The academic side of courses should lay the foundation for calibrating a good assessment system. All regulatory institutions in India have an emphasis on outcome-based learning in institutions. There are elaborate advisories on curriculum design, pedagogy, and examination systems from all the regulatory boards. In the absence of regular and effective oversight, these advisories are hardly followed by educational institutions. The syllabi of every graduate/diploma programme will tick most of the boxes such as course objectives, expected outcomes, and even specifying the finer details of skills to be imparted. But a careful reading of the syllabi will expose the inconsistency and inadequacies in them. Actual classroom teaching will not meet the requirements of imparting higher order thinking and skills. Therefore, a transparent oversight model and greater involvement of professional bodies in curriculum design and teaching should help in establishing a proper assessment system. We cannot wait for curriculum change to get over to effect examination reforms. Rather, both processes should happen simultaneously.

Another important problem of assessment is the secrecy involved in the whole examination process, from question paper setting to evaluation of answer scripts and mark sheet preparation. Bad apples among teachers have the cover of confidentiality for their mediocre work. Confidentiality is also a cause for scandals in examinations. A larger examination system is designed to ensure a uniform standard of assessments. But the problem with larger systems is that they are prone to ‘malfunctioning’ and facilitate malpractices that make a mockery of uniformity and confidentiality.

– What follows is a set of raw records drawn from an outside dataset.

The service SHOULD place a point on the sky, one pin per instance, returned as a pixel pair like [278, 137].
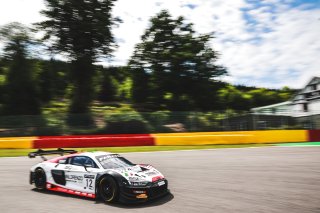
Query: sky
[263, 43]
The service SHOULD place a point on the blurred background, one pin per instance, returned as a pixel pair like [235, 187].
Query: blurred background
[100, 67]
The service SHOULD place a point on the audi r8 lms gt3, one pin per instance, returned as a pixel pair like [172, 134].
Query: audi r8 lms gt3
[103, 175]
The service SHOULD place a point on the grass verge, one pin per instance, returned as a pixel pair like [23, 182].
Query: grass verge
[24, 152]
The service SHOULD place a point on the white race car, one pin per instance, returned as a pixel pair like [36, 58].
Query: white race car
[103, 175]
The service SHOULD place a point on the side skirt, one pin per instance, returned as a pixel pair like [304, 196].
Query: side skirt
[55, 188]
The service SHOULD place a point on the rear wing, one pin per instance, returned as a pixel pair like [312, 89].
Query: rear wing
[59, 151]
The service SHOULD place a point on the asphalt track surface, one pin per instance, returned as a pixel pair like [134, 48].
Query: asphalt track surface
[267, 179]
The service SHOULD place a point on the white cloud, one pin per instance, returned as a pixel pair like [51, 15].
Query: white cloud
[278, 47]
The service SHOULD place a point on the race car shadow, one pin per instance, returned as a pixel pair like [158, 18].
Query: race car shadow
[156, 202]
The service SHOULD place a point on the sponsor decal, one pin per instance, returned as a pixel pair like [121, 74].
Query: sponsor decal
[154, 179]
[151, 173]
[161, 183]
[106, 157]
[74, 178]
[139, 192]
[133, 179]
[142, 196]
[89, 176]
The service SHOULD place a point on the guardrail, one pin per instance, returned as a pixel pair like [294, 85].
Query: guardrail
[167, 139]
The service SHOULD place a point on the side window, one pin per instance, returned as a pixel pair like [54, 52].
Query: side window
[90, 162]
[82, 160]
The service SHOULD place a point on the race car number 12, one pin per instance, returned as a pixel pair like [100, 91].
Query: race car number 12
[89, 183]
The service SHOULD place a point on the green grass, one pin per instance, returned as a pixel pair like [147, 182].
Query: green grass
[24, 152]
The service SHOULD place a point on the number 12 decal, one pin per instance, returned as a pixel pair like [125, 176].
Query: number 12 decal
[89, 183]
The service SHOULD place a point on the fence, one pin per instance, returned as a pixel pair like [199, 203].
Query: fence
[149, 122]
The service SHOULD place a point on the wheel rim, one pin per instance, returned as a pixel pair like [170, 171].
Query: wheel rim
[107, 190]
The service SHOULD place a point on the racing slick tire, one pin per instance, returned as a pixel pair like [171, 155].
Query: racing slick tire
[40, 179]
[108, 189]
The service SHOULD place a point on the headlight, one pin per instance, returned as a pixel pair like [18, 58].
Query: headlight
[139, 183]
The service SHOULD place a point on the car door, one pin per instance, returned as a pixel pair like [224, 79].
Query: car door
[80, 176]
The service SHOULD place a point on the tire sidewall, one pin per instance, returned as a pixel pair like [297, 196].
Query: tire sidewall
[115, 191]
[40, 185]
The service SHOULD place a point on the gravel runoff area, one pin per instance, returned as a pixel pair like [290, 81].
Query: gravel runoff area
[264, 179]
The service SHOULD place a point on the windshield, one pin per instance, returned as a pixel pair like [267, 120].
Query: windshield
[113, 161]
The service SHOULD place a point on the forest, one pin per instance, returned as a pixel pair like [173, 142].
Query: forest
[172, 70]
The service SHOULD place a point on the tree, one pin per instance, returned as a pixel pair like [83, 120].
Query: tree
[80, 29]
[172, 65]
[21, 97]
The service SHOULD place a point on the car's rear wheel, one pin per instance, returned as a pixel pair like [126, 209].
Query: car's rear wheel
[40, 179]
[108, 189]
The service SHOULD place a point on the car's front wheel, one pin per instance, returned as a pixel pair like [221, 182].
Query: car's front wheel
[108, 189]
[40, 179]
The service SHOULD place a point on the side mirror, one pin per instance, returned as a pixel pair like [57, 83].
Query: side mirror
[63, 161]
[87, 166]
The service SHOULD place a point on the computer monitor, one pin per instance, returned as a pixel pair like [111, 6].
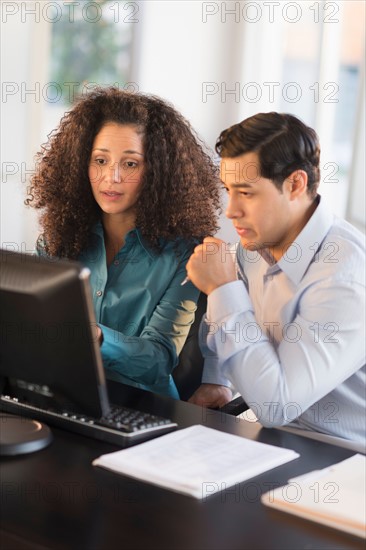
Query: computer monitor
[49, 353]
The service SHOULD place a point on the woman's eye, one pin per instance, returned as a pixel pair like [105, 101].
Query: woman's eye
[131, 164]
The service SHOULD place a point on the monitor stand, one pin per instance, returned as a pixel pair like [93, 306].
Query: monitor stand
[19, 435]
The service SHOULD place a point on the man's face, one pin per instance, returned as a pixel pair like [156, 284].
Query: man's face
[261, 213]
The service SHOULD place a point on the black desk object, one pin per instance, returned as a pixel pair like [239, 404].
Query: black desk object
[55, 499]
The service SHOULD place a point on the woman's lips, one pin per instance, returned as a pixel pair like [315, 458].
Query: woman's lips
[242, 231]
[111, 195]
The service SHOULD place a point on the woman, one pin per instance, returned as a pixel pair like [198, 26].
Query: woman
[126, 188]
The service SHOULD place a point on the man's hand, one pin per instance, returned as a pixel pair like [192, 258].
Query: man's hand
[211, 395]
[211, 265]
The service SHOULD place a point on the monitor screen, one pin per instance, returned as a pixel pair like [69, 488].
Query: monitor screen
[49, 354]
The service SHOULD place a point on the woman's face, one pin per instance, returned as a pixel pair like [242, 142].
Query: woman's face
[116, 168]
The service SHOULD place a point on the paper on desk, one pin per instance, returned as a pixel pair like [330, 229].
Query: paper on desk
[197, 461]
[334, 496]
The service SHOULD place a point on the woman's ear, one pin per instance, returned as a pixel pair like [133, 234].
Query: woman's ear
[297, 184]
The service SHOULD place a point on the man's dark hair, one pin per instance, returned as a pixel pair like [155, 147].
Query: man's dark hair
[282, 142]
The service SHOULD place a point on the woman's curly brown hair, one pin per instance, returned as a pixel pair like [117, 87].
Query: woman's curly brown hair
[180, 191]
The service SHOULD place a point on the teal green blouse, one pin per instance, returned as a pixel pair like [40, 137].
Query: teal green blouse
[144, 312]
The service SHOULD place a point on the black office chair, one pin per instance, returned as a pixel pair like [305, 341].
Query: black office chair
[188, 373]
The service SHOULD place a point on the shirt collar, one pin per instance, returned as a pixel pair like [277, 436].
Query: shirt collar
[132, 234]
[295, 262]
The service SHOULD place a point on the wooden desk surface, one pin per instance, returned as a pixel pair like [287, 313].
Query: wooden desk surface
[56, 499]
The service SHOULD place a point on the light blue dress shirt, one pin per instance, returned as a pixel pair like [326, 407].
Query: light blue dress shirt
[144, 312]
[290, 335]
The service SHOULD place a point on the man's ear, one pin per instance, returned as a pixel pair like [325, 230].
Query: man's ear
[297, 184]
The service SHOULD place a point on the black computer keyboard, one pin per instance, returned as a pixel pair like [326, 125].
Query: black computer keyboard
[123, 426]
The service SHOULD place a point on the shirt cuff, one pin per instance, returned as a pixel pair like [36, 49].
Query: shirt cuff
[212, 373]
[228, 299]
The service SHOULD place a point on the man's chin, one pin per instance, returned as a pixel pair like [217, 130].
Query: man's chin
[250, 245]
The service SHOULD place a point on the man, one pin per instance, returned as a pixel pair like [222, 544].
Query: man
[286, 324]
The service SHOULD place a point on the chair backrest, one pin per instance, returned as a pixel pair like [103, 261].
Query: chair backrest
[187, 374]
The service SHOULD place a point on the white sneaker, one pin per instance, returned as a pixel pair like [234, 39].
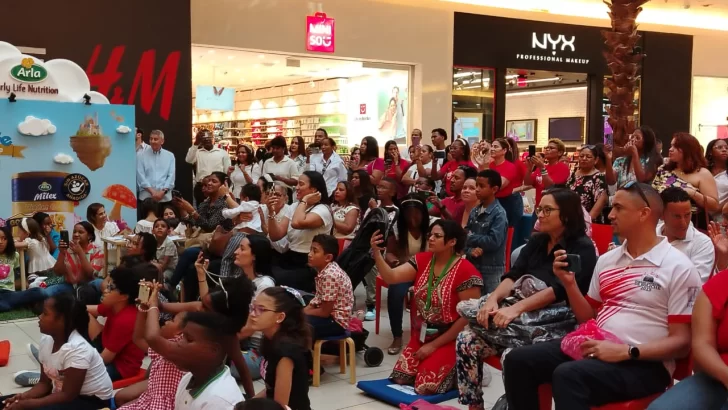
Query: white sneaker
[487, 376]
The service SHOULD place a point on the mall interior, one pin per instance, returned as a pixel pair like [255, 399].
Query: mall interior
[252, 70]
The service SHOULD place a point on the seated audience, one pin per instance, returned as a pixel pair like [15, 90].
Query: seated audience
[40, 261]
[113, 339]
[409, 239]
[52, 235]
[79, 262]
[645, 289]
[706, 389]
[310, 217]
[562, 227]
[9, 266]
[166, 256]
[487, 231]
[345, 211]
[150, 208]
[250, 197]
[676, 225]
[159, 390]
[277, 313]
[72, 374]
[427, 361]
[329, 311]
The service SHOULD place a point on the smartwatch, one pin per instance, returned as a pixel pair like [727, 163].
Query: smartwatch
[634, 352]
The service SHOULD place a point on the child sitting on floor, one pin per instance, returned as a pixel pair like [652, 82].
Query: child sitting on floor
[167, 255]
[113, 339]
[250, 196]
[150, 208]
[329, 311]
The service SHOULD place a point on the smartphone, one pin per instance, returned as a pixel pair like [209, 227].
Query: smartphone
[64, 236]
[144, 293]
[574, 262]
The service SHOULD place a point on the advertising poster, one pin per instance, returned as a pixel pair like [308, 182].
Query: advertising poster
[59, 158]
[377, 106]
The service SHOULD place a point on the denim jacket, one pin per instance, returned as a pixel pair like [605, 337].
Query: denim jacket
[487, 229]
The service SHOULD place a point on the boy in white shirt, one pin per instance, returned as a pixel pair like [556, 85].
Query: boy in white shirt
[250, 195]
[208, 385]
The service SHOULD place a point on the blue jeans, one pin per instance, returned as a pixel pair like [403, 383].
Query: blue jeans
[9, 299]
[396, 295]
[699, 391]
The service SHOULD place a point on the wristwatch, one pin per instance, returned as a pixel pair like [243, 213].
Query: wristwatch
[634, 352]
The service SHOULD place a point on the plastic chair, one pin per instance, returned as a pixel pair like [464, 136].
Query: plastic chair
[120, 384]
[509, 245]
[602, 236]
[343, 340]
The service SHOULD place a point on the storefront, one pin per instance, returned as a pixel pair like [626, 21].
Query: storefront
[565, 66]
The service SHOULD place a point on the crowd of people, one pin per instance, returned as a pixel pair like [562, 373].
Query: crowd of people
[235, 283]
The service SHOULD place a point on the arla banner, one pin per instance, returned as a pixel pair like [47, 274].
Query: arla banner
[320, 33]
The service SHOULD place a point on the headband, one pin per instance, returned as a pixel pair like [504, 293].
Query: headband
[296, 294]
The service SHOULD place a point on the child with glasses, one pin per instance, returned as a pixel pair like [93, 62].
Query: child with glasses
[278, 313]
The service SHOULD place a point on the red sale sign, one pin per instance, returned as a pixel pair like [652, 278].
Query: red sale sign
[320, 33]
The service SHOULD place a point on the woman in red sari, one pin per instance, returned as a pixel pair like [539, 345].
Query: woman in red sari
[441, 280]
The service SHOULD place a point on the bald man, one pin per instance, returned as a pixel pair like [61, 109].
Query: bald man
[642, 292]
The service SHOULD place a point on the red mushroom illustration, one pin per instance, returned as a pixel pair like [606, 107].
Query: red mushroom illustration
[120, 196]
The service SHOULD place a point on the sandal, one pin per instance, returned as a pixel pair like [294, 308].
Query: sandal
[393, 349]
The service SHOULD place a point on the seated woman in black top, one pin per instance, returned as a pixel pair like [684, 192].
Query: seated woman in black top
[277, 312]
[562, 227]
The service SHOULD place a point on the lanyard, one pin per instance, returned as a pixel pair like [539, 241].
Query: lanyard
[428, 301]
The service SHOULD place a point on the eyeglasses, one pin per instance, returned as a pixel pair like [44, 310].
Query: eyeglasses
[256, 310]
[633, 184]
[546, 210]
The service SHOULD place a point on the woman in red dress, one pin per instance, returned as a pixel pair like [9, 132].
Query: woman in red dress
[441, 280]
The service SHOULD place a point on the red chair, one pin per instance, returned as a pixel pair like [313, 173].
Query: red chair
[509, 245]
[602, 236]
[120, 384]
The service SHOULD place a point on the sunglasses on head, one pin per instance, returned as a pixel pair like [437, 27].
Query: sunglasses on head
[634, 185]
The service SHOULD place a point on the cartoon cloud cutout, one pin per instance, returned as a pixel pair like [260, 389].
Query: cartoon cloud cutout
[63, 159]
[36, 127]
[123, 129]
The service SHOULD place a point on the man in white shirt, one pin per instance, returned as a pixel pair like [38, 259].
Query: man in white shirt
[645, 300]
[676, 225]
[207, 159]
[329, 164]
[208, 385]
[280, 165]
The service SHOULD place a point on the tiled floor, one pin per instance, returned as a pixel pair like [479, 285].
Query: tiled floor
[335, 391]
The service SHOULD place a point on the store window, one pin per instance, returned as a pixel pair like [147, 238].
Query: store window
[473, 103]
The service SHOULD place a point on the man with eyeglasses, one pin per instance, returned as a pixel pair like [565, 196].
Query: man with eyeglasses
[645, 300]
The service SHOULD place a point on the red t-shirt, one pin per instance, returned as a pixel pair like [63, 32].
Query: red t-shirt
[117, 337]
[511, 172]
[716, 289]
[558, 172]
[449, 168]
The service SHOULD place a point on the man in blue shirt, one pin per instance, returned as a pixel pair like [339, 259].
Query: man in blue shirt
[487, 228]
[155, 170]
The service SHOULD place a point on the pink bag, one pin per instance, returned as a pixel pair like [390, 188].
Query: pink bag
[571, 344]
[423, 405]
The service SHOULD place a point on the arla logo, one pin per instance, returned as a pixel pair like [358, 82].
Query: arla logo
[546, 41]
[44, 195]
[28, 72]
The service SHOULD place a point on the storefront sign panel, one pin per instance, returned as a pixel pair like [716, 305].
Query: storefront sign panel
[320, 35]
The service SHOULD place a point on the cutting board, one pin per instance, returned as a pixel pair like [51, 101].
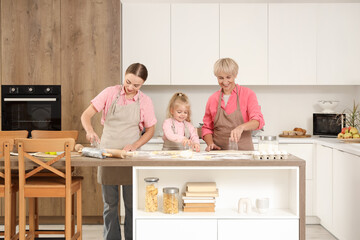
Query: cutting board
[294, 136]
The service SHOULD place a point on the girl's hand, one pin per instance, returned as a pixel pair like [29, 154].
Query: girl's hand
[92, 137]
[130, 148]
[236, 133]
[186, 142]
[196, 147]
[212, 146]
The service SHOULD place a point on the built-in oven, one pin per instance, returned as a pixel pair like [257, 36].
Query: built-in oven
[31, 107]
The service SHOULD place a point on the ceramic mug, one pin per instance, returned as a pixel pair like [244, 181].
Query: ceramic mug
[262, 205]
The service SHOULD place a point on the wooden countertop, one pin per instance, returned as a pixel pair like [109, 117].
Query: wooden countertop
[145, 159]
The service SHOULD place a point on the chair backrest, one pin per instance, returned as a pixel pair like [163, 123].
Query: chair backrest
[63, 145]
[36, 134]
[6, 145]
[14, 134]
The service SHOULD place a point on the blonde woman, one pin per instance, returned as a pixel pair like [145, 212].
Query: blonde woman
[232, 112]
[177, 128]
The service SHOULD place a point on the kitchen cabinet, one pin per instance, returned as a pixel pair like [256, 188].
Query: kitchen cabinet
[243, 37]
[346, 195]
[279, 183]
[306, 152]
[281, 229]
[324, 186]
[194, 43]
[292, 44]
[163, 229]
[338, 44]
[146, 39]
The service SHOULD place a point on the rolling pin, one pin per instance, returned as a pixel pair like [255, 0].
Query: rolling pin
[101, 153]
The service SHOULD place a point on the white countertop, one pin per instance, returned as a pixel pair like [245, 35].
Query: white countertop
[352, 148]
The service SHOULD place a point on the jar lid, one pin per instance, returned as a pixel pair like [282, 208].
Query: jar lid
[268, 138]
[170, 190]
[151, 179]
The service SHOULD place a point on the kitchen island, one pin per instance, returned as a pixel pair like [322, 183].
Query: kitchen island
[282, 181]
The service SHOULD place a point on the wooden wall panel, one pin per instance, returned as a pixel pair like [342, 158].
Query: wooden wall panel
[90, 62]
[90, 56]
[30, 41]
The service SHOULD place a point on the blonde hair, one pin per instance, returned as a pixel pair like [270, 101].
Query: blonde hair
[227, 66]
[178, 99]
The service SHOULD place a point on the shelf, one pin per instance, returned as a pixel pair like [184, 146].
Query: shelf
[219, 214]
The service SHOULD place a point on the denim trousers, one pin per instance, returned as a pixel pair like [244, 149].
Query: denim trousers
[111, 217]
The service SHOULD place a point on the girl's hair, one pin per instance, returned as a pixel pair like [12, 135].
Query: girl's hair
[178, 99]
[227, 66]
[138, 70]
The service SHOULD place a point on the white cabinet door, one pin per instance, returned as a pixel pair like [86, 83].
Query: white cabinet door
[306, 152]
[338, 47]
[346, 192]
[194, 43]
[146, 39]
[256, 229]
[176, 229]
[292, 44]
[324, 182]
[243, 37]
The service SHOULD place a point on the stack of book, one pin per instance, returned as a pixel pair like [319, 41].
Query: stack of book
[200, 197]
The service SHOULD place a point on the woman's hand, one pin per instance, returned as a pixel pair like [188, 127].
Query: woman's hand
[186, 142]
[196, 147]
[212, 146]
[91, 136]
[236, 133]
[130, 148]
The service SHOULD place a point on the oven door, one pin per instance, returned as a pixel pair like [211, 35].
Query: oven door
[31, 113]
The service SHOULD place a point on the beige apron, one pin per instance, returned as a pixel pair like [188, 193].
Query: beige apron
[121, 127]
[224, 123]
[170, 145]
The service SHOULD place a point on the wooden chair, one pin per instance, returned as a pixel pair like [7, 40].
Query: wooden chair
[8, 190]
[33, 187]
[55, 134]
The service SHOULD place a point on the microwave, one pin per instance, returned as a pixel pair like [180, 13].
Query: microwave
[328, 124]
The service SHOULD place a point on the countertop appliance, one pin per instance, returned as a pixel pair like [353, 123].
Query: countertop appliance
[328, 124]
[31, 107]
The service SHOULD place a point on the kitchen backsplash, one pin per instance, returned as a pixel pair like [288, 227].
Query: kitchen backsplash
[283, 107]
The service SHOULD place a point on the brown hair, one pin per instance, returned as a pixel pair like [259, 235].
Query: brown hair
[138, 70]
[177, 99]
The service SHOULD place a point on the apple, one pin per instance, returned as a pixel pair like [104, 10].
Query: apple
[347, 135]
[344, 129]
[356, 135]
[353, 130]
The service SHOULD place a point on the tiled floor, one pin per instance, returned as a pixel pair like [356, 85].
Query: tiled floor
[94, 232]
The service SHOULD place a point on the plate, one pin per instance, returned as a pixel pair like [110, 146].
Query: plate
[294, 136]
[350, 140]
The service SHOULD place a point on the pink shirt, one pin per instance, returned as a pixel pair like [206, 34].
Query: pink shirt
[103, 101]
[249, 106]
[180, 129]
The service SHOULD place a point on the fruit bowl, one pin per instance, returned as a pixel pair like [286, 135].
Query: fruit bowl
[328, 106]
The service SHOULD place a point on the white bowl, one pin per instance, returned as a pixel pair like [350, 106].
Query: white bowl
[328, 106]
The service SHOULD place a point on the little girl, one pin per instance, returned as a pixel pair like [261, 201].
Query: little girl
[177, 128]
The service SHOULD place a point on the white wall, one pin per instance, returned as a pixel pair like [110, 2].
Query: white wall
[283, 107]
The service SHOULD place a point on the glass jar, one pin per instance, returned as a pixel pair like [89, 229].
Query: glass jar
[151, 191]
[268, 143]
[171, 200]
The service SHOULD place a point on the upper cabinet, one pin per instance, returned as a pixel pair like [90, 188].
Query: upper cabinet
[292, 44]
[338, 47]
[146, 39]
[194, 43]
[243, 37]
[273, 43]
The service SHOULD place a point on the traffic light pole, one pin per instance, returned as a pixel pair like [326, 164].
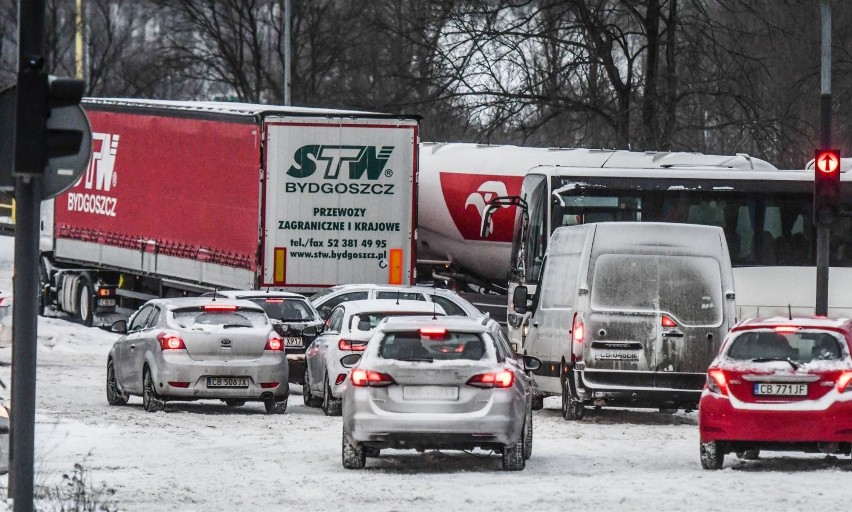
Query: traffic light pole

Regulatory bodies encourage colleges to go in for academic autonomy and certify their students based on their own examinations, but the degrees/diplomas that are conferred are on a par with all others by the affiliating university. Autonomy regulations give little oversight authority for the affiliating university on the autonomous college examination system. The higher education regulator truly believes in decentralisation through autonomous institutions without oversight. Standardisation of examinations is a farce.

In a decentralised education system, confidentiality and standardisation of the examination system matter little, but ensuring a minimum standard is essential. Transparency and proper oversight take lead roles in the examination systems to ensure this.

Steps to take

If minimum standards of learning outcomes are specified, there are numerous ways to achieve them. Academics in every branch of knowledge write on curriculum design, pedagogy and assessment systems. Research in teaching of subjects in both schools and colleges is vibrant. There are subject specific and skill specific assessment processes. Continuous assessment through the course leaves the entire assessment process in the hands of the teacher. Though this system is often riddled with subjective and lenient assessment, proper documentation and real time oversight with participative process of students’ assessment of teachers should make it better. Summative assessment and evaluation should also be made transparent, with checks and balances.

The use of technology in assessment enhances credibility. The setting of question papers can be standardised in terms of academic content, and evaluation can be standardised with checks and balances. The market provides a variety of software solutions to every aspect of assessment, for both centralised and distributed systems of assessments.

All sorts of negligence, fraud and academic inadequacies and other quality issues should be codified, and corrective measures/punishment also should be linked to such codes. Transparency in accessing the evaluation process by students and measures to address their grievances should be in place.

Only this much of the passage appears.